The results were stunning. Eight of those who got the Alpha/Theta training remained sober after release from the program. The remaining two, having dismissed the training as a meaningless exercise, soon found out that they had lost their tolerance for alcohol and became abstinent as well. All the controls were re-admitted to treatment within eighteen months. The experimental subjects were followed for more than eight years. All remained sober.
As part of his study, Penniston did something particularly clever; he collected blood from all the subjects to measure their cortisol levels, an objective measure of stress. Interestingly, upon admission all of the subjects showed low levels of stress. But as time passed, the control subjects started showing increasing levels of cortisol. Absent their drinking, they were getting highly stressed. Alcohol was a stress manager.
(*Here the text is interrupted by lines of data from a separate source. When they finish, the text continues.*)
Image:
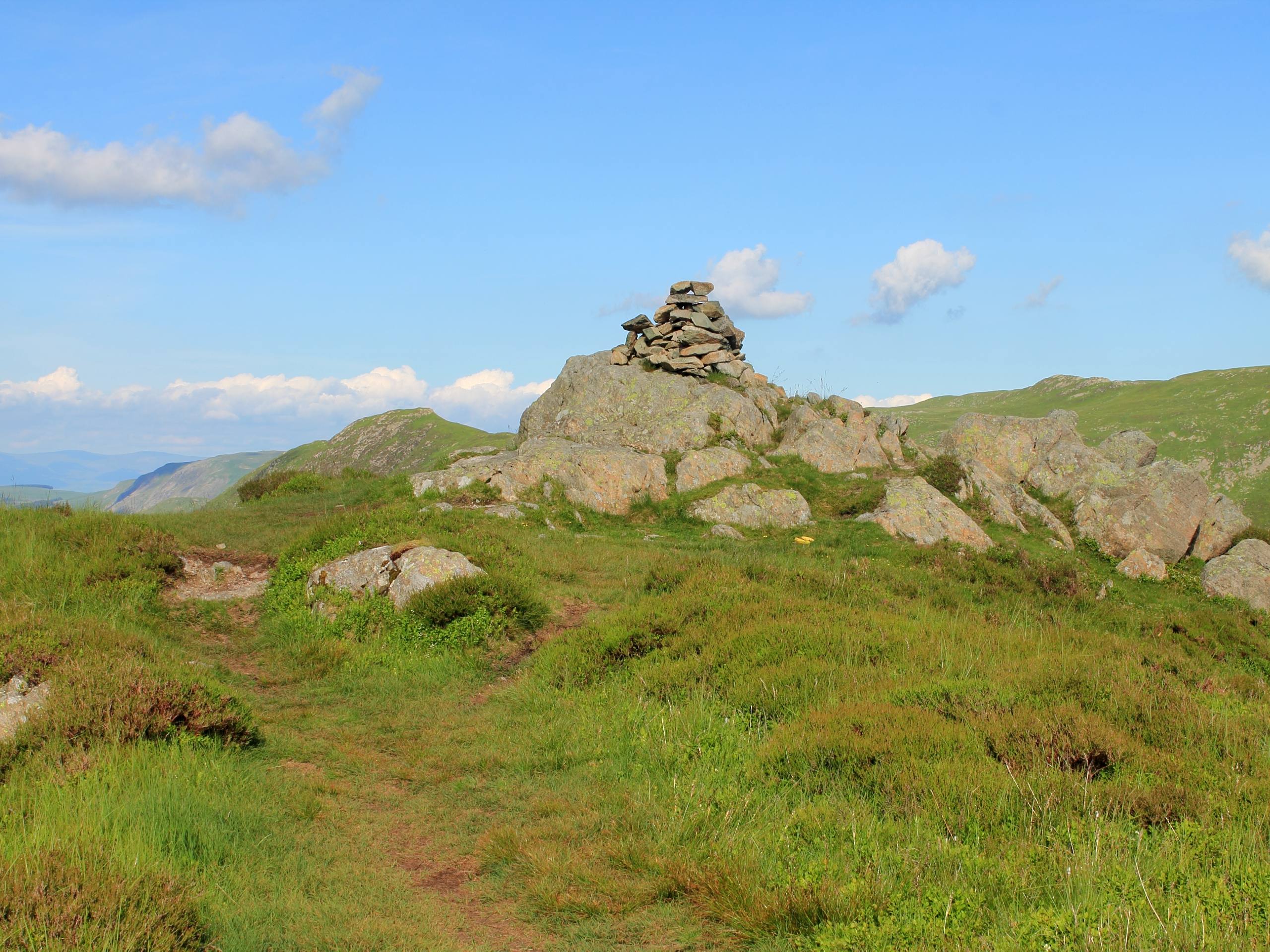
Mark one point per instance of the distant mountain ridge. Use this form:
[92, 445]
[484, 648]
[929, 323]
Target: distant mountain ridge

On the other hand, the cortisol levels of the vets in the Alpha/Theta training group remained low. It seems that undergoing the brainwave training both permitted to remain in more comfortable during treatment and to have induced some sort of psychological changes that carried well past discharge. The application of neurofeedback to substance abuse and trauma was established.
The field of neurofeedback continued to advance, extending to more and more conditions. Advances in brain imaging and the use of various forms of brain mapping to decide where to place the electrodes and what brainwave frequencies to reward or inhibit became the focus for much of the field. However, other practitioners continued to treat by matching client concerns to known treatment protocols. For example, training using SMR brainwaves, the same procedure Sterman used was the basis for much of the published literature on treating ADHD.
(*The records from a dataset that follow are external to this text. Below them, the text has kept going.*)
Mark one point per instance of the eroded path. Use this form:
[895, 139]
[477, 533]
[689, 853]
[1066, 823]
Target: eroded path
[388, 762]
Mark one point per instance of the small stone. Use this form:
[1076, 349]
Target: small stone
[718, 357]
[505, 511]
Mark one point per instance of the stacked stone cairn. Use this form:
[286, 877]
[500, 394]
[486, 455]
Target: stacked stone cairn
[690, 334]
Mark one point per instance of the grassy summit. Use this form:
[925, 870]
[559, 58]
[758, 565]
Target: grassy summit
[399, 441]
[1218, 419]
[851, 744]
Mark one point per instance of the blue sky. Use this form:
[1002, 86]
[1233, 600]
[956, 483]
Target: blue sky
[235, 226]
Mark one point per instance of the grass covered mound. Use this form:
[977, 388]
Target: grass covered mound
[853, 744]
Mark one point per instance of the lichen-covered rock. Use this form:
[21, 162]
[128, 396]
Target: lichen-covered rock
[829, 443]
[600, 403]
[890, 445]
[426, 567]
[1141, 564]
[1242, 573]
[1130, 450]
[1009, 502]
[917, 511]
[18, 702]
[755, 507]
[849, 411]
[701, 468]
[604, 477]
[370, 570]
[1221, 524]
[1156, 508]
The third time where the neurofeedback took a surprising direction was with the work of Susan and Siegfried Othmer. Susan, a former doctoral student in neurophysiology and her husband Siegfried, an experimental physicist got into the field impressed by the impact neurofeedback had on their son’s epilepsy.
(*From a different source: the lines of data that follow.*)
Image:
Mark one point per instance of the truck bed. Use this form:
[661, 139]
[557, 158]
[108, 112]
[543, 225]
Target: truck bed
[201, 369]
Initially the Othmers followed the path set by Sterman, working the SMR and beta range (15-18 Hz) of brainwaves. However, as the software became more flexible, they discovered that rather than training in the usual brainwave frequencies, they got better results when they “optimized” the training frequency to the client. Optimization typically meant going to frequencies below SMR. It is important to understand that the way brainwave frequencies work, the lower frequencies are associated with sleep while higher frequencies with alertness.
And here is when it gets almost spooky. What the Othmers started finding was that the lower and lower the training frequency, the better and faster their results, especially with more distressed or disturbed clients. Contrary to everyone’s expectations, training clients in this very low range didn’t put them to sleep, it made them very relaxed while still remaining alert. It was like Columbus; sailing into the unknown he didn’t fall off the edge. He discovered a whole new world. And so did they.
Today much of the Othmer’s work involves working with brainwaves in the infra low frequency (ILF) range where one oscillation can occur every hour to up to several days. Training in these frequency bands required significant advances in the underlying technology but the results in terms of impact on clients has been noticeable. Curiously, it moves neurofeedback training into the realm of the brain’s Default Mode Network. But that is a story for another day.